The solution uses a dictionary to store the data, mapping keys to a list of (timestamp, value) pairs. This allows for efficient storage and retrieval of data. The use of binary search in the get method ensures that the retrieval of the latest value before a given timestamp happens in logarithmic time.
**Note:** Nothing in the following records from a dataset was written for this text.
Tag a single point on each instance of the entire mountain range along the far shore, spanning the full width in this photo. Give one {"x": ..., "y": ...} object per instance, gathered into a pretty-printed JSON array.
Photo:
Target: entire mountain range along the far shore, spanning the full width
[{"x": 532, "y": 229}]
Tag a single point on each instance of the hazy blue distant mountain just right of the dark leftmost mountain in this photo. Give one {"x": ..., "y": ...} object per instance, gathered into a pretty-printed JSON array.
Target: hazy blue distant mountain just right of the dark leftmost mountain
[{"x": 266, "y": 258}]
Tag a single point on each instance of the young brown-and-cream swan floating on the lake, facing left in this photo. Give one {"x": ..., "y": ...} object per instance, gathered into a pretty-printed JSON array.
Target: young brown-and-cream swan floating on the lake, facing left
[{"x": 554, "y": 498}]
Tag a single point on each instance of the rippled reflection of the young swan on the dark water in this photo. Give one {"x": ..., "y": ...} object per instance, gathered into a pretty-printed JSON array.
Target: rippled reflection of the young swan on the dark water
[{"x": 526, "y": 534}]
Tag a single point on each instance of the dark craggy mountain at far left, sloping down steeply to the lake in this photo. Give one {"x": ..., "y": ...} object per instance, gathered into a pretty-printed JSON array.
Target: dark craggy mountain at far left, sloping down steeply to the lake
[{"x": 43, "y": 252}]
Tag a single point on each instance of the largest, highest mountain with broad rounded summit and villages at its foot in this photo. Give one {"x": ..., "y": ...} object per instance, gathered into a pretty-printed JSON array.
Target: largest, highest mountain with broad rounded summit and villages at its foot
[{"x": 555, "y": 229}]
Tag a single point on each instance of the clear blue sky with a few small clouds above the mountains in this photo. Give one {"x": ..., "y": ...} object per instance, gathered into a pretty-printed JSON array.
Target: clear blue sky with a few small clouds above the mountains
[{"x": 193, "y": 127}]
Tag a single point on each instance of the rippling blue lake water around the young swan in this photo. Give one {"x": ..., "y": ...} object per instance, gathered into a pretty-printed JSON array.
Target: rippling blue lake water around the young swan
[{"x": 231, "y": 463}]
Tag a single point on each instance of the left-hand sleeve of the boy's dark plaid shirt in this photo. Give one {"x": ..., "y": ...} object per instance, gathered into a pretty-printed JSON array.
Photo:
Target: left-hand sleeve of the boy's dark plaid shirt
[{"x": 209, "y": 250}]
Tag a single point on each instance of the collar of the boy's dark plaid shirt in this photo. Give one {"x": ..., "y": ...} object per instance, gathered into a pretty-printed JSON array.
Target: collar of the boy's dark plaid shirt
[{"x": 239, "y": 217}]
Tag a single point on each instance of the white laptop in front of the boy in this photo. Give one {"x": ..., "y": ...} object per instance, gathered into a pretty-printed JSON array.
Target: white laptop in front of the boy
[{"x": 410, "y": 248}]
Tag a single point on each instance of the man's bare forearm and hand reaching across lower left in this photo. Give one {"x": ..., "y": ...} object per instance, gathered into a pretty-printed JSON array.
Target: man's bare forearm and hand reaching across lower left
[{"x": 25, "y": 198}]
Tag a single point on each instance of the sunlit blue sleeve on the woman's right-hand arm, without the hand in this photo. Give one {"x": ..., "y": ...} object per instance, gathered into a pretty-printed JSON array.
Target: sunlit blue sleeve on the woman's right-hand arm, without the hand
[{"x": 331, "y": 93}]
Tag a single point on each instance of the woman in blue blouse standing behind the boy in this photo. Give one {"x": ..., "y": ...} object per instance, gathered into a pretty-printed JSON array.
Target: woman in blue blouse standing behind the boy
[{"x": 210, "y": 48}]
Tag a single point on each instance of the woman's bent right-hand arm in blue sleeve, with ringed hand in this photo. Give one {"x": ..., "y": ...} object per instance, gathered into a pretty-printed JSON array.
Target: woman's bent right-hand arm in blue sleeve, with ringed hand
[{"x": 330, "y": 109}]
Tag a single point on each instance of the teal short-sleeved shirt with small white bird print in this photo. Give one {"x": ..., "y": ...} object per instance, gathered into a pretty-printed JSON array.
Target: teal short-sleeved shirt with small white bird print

This is crucial for maintaining efficiency with a large number of calls.

Code

using System;
using System.Collections.Generic;
using System.Collections;

public class TimeMap
{
    private Dictionary<string, List<(int timestamp, string value)>> data;

    /** Initialize your data structure here. */
    public TimeMap()
    {
        data = new Dictionary<string, List<(int timestamp, string value)>>();
    }

    public void Set(string key, string value, int timestamp)
    {
        if (!data.ContainsKey(key))
        {
            data[key] = new List<(int, string)>();
        }
        data[key].Add((timestamp, value));
    }

    public string Get(string key, int timestamp)
    {
        if (!data.ContainsKey(key))
        {
            return "";
        }

        List<(int, string)> list = data[key];
        int left = 0, right = list.Count - 1;
        int resultIndex = -1;

        while (left <= right)
        {
            int mid = left + (right - left) / 2;
            if (list[mid].timestamp <= timestamp)
            {
                resultIndex = mid;
                left = mid + 1;
            }
            else
            {
                right = mid - 1;
            }
        }

        return resultIndex == -1 ? "" : list[resultIndex].value;
    }
}

Complexity

  • Time Complexity:

    • set: O(1) on average (amortized), O(n) in the worst case (if a key's list needs to be resized). The addition to the list is constant time, assuming an amortized analysis of list resizing.
    • get: O(log n), where n is the number of (timestamp, value) pairs associated with a key due to the binary search.

  • Space Complexity: O(m * n), where m is the number of unique keys and n is the maximum number of (timestamp, value) pairs for any single key. The space is proportional to the total number of entries stored.